As for Safari, I don't know about the speed but there are some pretty simple features that are yet to be included in any browser.

1) Download location "favourites". A list of download locations that you use often. I'm sick of always having to manually choose Desktop, My Documents, C:\Downloads whenever I need to change the location of my downloads. These could also be associated with a file type as well.

2) The ability to group several tabs into a "project" which can be collapsed out of sight. Much like multiple desktops on Linux. This would include the ability to move tabs between tab groups. I would also like to be able to create a bookmark link to the tab group. This would mean that if I was going to learn Silverlight I could create a windows folder called "Learn Silverlight", put a link to the tab group in it and then put all my relevant links in that tab group. Then I can move tabs in and out of the group as I find and consume information on Silverlight.

Working in the browser then become much like working in Visual Studio. You have a project file and associated data files. Files can be added and removed as you work.

There is one nice feature I've found in Safari though. You can click an icon next to an item in the downloads window to open its destination folder.

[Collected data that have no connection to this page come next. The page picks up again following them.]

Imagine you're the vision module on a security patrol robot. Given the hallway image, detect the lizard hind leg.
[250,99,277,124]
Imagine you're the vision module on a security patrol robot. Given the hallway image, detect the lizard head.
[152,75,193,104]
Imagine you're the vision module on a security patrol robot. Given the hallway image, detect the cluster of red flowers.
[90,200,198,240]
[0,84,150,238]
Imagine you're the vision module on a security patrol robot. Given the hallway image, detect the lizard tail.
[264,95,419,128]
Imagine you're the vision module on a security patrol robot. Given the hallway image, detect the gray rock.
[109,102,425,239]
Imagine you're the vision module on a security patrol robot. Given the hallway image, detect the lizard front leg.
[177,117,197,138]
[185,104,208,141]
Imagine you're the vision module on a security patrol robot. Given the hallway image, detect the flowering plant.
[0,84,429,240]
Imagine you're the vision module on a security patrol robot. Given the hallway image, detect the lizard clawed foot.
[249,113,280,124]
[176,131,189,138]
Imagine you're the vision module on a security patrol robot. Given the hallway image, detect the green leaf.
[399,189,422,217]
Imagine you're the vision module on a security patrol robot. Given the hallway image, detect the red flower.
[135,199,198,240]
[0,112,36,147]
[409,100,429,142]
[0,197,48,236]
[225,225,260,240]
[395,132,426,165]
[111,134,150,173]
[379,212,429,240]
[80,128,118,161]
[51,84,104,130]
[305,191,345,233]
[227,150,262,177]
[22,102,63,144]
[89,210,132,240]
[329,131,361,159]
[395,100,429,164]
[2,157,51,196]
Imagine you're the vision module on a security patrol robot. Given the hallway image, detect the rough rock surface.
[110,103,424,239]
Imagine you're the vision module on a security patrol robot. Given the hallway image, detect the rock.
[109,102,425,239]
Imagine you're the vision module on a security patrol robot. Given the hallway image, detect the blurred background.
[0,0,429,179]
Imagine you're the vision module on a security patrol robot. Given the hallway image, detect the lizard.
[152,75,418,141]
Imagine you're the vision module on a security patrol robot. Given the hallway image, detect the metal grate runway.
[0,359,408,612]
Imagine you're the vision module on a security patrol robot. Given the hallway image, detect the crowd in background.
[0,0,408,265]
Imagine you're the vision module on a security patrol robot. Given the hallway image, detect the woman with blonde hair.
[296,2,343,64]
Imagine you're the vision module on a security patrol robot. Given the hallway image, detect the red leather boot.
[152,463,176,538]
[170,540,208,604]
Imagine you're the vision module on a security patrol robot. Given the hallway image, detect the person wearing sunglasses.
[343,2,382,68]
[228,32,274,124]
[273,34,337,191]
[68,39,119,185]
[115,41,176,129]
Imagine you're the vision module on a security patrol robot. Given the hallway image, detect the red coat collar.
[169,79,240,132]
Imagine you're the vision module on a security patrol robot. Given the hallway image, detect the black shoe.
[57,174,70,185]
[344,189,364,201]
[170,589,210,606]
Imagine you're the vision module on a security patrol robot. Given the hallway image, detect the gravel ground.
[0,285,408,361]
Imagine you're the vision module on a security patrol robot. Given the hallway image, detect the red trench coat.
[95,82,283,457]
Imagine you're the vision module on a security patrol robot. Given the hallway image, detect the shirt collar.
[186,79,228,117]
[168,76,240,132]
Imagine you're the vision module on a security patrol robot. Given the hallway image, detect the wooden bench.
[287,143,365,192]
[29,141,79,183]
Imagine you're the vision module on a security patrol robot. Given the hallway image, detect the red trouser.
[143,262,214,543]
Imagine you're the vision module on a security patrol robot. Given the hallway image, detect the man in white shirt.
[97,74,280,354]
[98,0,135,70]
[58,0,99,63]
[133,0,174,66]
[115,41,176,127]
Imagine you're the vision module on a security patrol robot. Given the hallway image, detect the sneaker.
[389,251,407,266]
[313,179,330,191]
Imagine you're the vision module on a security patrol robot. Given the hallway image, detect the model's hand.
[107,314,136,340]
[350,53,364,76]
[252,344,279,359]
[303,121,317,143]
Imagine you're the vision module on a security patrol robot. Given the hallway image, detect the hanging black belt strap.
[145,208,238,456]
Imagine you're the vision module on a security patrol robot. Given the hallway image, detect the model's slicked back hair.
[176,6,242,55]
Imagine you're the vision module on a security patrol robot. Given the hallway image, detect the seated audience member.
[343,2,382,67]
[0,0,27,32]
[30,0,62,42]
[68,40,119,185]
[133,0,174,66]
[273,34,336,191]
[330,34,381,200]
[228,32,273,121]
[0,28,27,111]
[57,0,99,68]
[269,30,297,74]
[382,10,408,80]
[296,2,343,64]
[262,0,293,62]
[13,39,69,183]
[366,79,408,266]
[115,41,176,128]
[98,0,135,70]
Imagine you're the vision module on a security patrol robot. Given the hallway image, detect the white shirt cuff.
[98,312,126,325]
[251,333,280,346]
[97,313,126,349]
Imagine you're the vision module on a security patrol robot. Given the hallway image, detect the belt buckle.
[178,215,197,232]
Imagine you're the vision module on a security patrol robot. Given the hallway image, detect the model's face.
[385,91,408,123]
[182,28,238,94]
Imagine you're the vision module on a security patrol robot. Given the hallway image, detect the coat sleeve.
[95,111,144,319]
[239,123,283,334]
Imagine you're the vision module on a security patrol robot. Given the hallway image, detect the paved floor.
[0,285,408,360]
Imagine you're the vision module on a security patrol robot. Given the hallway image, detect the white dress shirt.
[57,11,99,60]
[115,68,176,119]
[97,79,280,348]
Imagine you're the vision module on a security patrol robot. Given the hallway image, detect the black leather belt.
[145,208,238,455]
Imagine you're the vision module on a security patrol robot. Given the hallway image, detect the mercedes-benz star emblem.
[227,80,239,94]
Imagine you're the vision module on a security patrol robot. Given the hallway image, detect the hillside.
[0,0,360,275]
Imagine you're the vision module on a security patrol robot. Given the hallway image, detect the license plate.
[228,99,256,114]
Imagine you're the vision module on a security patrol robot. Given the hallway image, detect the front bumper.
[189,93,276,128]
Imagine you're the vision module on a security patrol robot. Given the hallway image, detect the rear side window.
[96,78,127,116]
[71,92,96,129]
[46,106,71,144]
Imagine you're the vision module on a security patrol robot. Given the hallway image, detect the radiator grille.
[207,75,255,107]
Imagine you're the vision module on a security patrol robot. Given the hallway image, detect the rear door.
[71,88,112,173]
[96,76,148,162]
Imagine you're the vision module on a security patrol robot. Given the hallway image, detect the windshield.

Nice!
June 12, 2007 14:17
One can only assume that is out for Windows because of the iPhone, and that that we may be seeing iLife 08 for Windows in the near future!
June 12, 2007 14:23
If Apple starts making its software Windows compatible, then we can just forget Apple hardware and stick with PC's :-)

Also to however commented about checking Safari on PC rather than a MAC is wrong, unless its a perfect direct port, it will render / handle differently on the PC and the MAC, hence why Windows IE and MAC IE produce different errors, they have different coding to work on the two OS's.

Also MAC handle text sizes/fonts differently and untill these two are harmonized, there will always be a potential for an error in display between a PC and a MAC as far as webv apps are concerned.
June 12, 2007 14:28
My experience with this browser was pitiful; A lot of well-known sites (msnbc, cnn, ...) don't work, their menus are missing and/or are totally useless. I tried to Google something and the browser crashed as I was typing the search expression!

I'm using Vista on a PC, I meant to try it on WinXP VirtualPC but now I won't bother; clearly more work is needed on this.

PS. Did I mention that on the few sites it did work, I saw no performance benefits compared to other browsers?
June 12, 2007 14:57
Installed it, couldnt get java applets to run - it hung and crashed on the second site I visited. I'm sure it's easy to do but the fact it didn't just do things immediately like IE7 and Firefox put me off straight away. Unlike firefox or IE I can't find the tools menu so I can turn things on and off, it has an irritating habit of not allowing me access to my windows start bar when in full screen. A host of other things in the first half hour made me remove this fairly woeful application. Like most things Apple, I'm sure it works fine on Apples with an Apple OS but for the majority of us that aren't blind fanboys, I'll stick with my dual Firefox/IE7 mix until they develop something that actually works properly on a Windows machine.
June 12, 2007 15:08
The Maximise button doesn't work on a dual screen system if you are using it on screen 2. The application window maximises into a Fictions 3rd window. Wierd. Works ok if you view on window 1.

June 12, 2007 15:14
- "What's the point?"

Another reason that hasn't been mentioned above... money.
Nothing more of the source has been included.